The sale will include the company’s debts as well. Blackboard’s earnings before interest, tax, depreciation and amortization (EBITDA) are estimated at $200 million per year.
Blackboard’s major owner is Providence Equity Partners LLC, who had Bank of America Corp and Deutsche Bank AG run a clandestine auction on behalf of the company, Reuters’ sources reveal. The sources are not to be disclosed since the sale process is ongoing.
Reuters’ sources state that the valuation of Blackboard could be fourteen to seventeen times its EBITDA – as high as $3.4 billion. The sales news come a few days after Blackboard introduced an overhauled, learner-centered and improved platform dubbed the “New Learning Experience”.
Blackboard is being used by students, administrators and educators in colleges and a large percentage of schools. However, it has over the years garnered negative criticism for not paying attention to students and focusing on the educators’ needs.
The reinvented Blackboard, an education platform that allows the submission of assignments, student grading presentation and student-to-student and student-to-teacher communication, is decidedly student-centered and boasts a sleek interface that’s more user-friendly than its predecessor.
The shift in focus to learners was underlined by Jay Bhatt, President and CEO of Blackboard who said:
“In order for learners of all types and ages to be truly successful, we need to be brutally honest about what’s working and what’s not. We need to reimagine how learning can happen, and we’ve taken a major step toward realizing that vision today.”

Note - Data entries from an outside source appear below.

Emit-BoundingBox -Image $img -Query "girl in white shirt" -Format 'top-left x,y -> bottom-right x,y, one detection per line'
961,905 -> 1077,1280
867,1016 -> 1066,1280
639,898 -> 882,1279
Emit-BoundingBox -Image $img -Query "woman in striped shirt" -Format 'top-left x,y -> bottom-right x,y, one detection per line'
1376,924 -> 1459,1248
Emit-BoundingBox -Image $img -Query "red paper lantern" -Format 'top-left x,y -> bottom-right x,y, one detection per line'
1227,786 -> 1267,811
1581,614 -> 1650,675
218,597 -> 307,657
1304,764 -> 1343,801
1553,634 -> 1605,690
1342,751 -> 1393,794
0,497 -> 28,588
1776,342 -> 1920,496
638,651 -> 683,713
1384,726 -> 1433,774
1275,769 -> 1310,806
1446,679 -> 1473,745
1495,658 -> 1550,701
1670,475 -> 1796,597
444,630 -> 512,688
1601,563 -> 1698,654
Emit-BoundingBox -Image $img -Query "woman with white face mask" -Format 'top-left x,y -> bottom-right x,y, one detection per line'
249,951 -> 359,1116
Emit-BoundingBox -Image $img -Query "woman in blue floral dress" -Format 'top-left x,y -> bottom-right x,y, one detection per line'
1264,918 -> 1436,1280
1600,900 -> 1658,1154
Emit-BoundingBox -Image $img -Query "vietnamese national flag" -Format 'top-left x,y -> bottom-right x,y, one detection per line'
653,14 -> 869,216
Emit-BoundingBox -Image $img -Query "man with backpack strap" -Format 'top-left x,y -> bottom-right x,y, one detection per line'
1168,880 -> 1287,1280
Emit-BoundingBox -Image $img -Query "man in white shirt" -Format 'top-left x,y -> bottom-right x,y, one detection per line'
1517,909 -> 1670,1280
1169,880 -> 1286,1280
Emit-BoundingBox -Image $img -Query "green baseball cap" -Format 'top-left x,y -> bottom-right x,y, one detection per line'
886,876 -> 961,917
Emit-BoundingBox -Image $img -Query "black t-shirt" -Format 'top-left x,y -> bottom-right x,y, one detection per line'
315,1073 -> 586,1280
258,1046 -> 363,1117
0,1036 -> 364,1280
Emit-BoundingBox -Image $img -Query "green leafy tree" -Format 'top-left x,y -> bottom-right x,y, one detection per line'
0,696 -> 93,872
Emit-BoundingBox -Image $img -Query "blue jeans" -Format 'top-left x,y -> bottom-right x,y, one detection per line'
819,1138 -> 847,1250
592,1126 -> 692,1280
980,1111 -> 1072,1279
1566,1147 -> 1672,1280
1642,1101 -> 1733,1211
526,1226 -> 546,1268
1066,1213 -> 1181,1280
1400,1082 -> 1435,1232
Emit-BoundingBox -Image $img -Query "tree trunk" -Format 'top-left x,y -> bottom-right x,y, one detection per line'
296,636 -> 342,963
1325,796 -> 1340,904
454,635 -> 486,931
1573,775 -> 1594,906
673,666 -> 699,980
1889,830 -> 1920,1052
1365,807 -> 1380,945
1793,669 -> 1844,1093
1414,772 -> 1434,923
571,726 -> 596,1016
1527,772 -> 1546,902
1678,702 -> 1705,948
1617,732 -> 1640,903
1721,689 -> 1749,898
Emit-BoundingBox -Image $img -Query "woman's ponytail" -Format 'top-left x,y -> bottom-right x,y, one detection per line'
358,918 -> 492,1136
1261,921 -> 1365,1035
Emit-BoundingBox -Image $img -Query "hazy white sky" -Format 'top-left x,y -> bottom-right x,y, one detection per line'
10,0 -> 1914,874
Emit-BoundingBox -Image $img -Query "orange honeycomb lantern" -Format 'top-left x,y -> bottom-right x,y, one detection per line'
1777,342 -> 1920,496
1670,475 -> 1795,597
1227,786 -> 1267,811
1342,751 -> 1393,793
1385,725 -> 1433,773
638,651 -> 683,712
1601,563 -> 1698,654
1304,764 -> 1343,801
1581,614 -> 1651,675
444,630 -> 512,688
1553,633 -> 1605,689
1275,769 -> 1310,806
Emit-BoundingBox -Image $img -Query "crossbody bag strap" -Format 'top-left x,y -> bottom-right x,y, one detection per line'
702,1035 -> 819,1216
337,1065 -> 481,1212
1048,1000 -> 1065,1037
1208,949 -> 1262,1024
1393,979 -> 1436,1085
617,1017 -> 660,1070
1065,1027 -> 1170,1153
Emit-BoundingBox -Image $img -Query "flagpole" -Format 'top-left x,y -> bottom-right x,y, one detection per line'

“This isn’t just a learning management system. It’s mobile, analytics and collaboration tools, combined and consistently delivered,” Bhatt said about the reinvented Blackboard.
The new learning platform promises students a seamless learning experience thanks to new technologies and functionalities. The new platform is considered a simplification of Blackboard’s existing offerings, and one that aims to accompany students from K-12 through higher education.
Blackboard, founded in 1998, serves 19,000 clients in 100 countries around the globe. When Blackboard went private in 2011 for $1.64 billion, the company assumed $130 million in net debt, Reuters reports.
The education technology sector has been active, Reuters notes, with private equity firms acquiring ed tech startups and established companies.
Charterhouse Capital Partners acquired Skillsoft for over $2 billion while Hellman & Friedman LLC acquired Renaissance Learning for $1.1 billion.
Education technology funding in 2014 continued to rise, with about $2 billion in education technology investment. In 2009, that amount was just $385 million, reports Fast Company.